A ofensiva ocorre em um momento de intensa disputa pelo comando das alianças políticas no estado. O problema para a direção partidária surgiu quando prefeitos e outras lideranças vinculadas ao PL passaram a demonstrar publicamente simpatia ou apoio ao projeto eleitoral de Pivetta, considerado um adversário na disputa majoritária estadual.
Segundo a reportagem do Blog do Valdemir, a direção estadual do partido decidiu adotar uma postura mais rígida para impedir que a divisão interna se amplie.
Racha expõe disputa por bases municipais
O centro da crise está no peso político das lideranças municipais.
Prefeitos e vereadores possuem influência direta na formação de palanques, na mobilização partidária e na estrutura das campanhas. Quando uma liderança local apoia um candidato de outro grupo, a consequência pode ser a fragmentação da estratégia eleitoral da própria legenda.
Entre os nomes citados no contexto da crise estão gestores municipais que manifestaram aproximação com Pivetta. O movimento expôs uma divergência entre as decisões das bases locais e a orientação da direção estadual do PL.
Direção fala em punição
A posição mais dura partiu da presidência estadual da legenda, comandada por Ananias Martins de Souza Filho.
A orientação divulgada é de que filiados que mantenham atuação política contrária às diretrizes partidárias possam ser submetidos a procedimentos internos.
A ameaça de expulsão, porém, não significa que qualquer desligamento possa ocorrer automaticamente.
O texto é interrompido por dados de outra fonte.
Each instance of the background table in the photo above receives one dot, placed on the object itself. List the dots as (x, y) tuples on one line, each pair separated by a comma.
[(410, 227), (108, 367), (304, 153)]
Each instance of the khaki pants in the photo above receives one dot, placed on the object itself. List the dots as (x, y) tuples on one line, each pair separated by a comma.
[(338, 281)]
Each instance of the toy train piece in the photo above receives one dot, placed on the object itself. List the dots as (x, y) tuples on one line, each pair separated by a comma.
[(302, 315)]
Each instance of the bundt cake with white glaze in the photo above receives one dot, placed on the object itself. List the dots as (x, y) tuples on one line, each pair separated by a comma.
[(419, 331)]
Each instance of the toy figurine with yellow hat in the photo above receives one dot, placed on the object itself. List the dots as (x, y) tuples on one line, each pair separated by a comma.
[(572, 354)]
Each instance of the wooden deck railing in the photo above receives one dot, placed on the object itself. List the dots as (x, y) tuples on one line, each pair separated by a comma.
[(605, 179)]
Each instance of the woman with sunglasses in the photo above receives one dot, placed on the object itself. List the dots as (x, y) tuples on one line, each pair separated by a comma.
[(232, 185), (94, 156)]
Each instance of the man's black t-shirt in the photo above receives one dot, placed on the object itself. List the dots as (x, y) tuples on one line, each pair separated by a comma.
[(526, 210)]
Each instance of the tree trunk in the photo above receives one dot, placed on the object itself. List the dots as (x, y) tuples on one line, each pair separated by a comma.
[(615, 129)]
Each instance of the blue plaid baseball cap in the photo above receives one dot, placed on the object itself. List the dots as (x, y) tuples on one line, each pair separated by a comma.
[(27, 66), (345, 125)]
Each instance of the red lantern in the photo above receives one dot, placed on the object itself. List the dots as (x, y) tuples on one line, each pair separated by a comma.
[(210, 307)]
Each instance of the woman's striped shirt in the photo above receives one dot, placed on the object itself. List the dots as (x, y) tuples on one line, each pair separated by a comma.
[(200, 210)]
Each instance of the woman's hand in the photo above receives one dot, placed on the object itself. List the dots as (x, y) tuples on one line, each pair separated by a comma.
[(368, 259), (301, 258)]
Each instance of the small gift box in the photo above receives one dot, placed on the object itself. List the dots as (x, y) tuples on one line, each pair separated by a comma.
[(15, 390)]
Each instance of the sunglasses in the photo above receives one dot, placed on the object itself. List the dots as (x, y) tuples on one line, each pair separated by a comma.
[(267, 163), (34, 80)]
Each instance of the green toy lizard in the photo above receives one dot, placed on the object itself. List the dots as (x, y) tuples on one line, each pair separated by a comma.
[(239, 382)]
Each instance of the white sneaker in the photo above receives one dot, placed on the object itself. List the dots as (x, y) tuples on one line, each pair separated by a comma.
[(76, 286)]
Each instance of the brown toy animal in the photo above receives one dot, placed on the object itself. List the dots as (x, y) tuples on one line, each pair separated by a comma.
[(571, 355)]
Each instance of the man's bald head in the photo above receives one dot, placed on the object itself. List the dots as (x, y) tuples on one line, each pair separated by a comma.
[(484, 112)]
Partidos possuem regras estatutárias e procedimentos próprios para analisar infrações disciplinares e aplicar penalidades.
Por que a disputa ocorre agora?
O calendário político de 2026 acelerou as definições de alianças.
Mesmo antes das formalizações previstas pela legislação eleitoral, prefeitos, deputados e dirigentes partidários passaram a organizar seus grupos e testar apoios para as principais disputas estaduais.
No caso de Mato Grosso, a movimentação ocorre em um cenário competitivo. Pesquisa Quaest divulgada nos últimos dias apontou Wellington Fagundes, do PL, e Otaviano Pivetta em situação de proximidade na disputa pelo Governo do Estado, dentro da margem de erro informada pelo levantamento.
Esse cenário ajuda a explicar a preocupação da direção partidária com a manutenção de suas bases.
O que está em jogo
A crise dentro do PL envolve mais do que divergências individuais.
A legenda tenta preservar sua capacidade de apresentar um projeto eleitoral coeso, enquanto lideranças municipais avaliam alianças próprias e possíveis caminhos para 2026.
A ameaça de punições mostra que a disputa entre os principais grupos políticos de Mato Grosso já alcançou o interior das próprias estruturas partidárias.
O desfecho dependerá da reação dos filiados envolvidos, das decisões internas do partido e da evolução das alianças nos próximos meses.